Kafka Error Guide: 'left group due to expired session timeout' Consumer Drop

Fix Kafka consumers leaving the group on expired session timeout: tune session.timeout.ms and max.poll.interval.ms, cut GC pauses, and fix network and heartbeat stalls.

  • #kafka
  • #troubleshooting
  • #errors
  • #consumer

Exact Error Message

On the broker, the group coordinator logs a member expiring out of the group:

[2026-06-29 11:47:03,221] INFO [GroupCoordinator 1]: Member consumer-orders-1-7c2f9a3e-1b44-4d2e-9a0c-3f6b1e8d5a90 in group orders-service has left group orders-service through explicit `LeaveGroup`; client reason: consumer poll timeout has expired (kafka.coordinator.group.GroupCoordinator)
[2026-06-29 11:47:03,222] INFO [GroupCoordinator 1]: Preparing to rebalance group orders-service in state PreparingRebalance with old generation 42 (reason: removing member consumer-orders-1-... on heartbeat expiration) (kafka.coordinator.group.GroupCoordinator)

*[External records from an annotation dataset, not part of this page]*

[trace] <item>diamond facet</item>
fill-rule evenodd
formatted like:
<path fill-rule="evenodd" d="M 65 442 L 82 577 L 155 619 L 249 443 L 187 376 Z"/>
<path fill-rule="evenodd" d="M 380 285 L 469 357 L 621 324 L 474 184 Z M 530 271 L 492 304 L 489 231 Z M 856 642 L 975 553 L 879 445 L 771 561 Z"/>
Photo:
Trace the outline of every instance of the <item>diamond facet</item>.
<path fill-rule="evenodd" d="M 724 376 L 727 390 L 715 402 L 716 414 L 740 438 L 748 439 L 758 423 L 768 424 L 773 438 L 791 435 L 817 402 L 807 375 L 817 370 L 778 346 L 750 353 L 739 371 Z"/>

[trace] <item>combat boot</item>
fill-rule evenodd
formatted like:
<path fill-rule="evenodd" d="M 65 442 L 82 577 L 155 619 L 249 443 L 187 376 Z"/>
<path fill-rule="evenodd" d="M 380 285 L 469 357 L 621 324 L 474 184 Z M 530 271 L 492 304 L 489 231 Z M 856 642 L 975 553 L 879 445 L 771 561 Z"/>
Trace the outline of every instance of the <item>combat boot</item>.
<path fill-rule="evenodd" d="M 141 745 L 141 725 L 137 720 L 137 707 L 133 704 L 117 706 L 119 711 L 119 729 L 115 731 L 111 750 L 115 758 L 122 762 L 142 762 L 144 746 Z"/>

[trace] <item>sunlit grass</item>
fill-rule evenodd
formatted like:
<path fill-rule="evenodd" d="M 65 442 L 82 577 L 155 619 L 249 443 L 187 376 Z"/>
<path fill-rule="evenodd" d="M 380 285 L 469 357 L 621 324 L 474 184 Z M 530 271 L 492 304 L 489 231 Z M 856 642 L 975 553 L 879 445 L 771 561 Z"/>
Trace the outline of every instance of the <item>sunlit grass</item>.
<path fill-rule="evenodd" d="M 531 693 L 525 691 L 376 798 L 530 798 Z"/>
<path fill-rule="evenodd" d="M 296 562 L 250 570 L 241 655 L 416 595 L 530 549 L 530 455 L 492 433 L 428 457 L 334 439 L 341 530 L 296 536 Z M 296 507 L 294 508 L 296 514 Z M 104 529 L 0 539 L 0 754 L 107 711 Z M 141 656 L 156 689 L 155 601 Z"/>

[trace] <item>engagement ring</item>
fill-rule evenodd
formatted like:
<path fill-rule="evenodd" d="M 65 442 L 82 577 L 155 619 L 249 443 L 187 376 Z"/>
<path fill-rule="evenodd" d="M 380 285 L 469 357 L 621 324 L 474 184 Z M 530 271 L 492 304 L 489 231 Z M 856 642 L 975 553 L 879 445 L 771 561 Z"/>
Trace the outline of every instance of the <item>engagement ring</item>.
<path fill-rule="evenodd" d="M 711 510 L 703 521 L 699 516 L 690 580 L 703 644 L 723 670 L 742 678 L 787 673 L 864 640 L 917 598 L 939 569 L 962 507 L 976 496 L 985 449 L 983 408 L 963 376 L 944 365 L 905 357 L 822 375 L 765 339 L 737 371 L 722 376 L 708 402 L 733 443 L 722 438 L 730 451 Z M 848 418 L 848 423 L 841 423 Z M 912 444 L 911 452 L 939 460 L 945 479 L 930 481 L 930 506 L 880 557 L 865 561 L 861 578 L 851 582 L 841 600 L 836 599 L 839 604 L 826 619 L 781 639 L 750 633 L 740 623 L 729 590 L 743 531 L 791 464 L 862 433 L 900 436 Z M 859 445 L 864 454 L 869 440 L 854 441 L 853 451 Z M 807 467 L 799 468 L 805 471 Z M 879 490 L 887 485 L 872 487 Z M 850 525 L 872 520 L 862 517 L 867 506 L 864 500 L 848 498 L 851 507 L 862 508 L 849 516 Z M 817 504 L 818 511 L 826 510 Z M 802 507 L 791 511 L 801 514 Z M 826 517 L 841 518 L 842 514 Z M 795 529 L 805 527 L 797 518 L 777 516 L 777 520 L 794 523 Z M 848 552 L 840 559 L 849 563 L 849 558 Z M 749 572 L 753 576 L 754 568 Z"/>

On the client side you see the matching warning before the rebalance:

[Consumer clientId=consumer-orders-1, groupId=orders-service] Member consumer-orders-1-... sending LeaveGroup request to coordinator broker-1:9092 due to consumer poll timeout has expired. This means the time between subsequent calls to poll() was longer than the configured max.poll.interval.ms
[Consumer clientId=consumer-orders-1, groupId=orders-service] Marking the coordinator broker-1:9092 (id: 2147483646) dead because the session has expired

What the Error Means

Kafka consumers stay in a group by proving liveness two ways. A background thread sends heartbeats at least every session.timeout.ms; if the coordinator gets no heartbeat within that window, it considers the member dead and removes it. Separately, your application must call poll() at least every max.poll.interval.ms; if processing a batch takes longer, the consumer proactively leaves the group (“poll timeout has expired”). Either path ends with the member leaving and the group rebalancing — partitions are reassigned to surviving members.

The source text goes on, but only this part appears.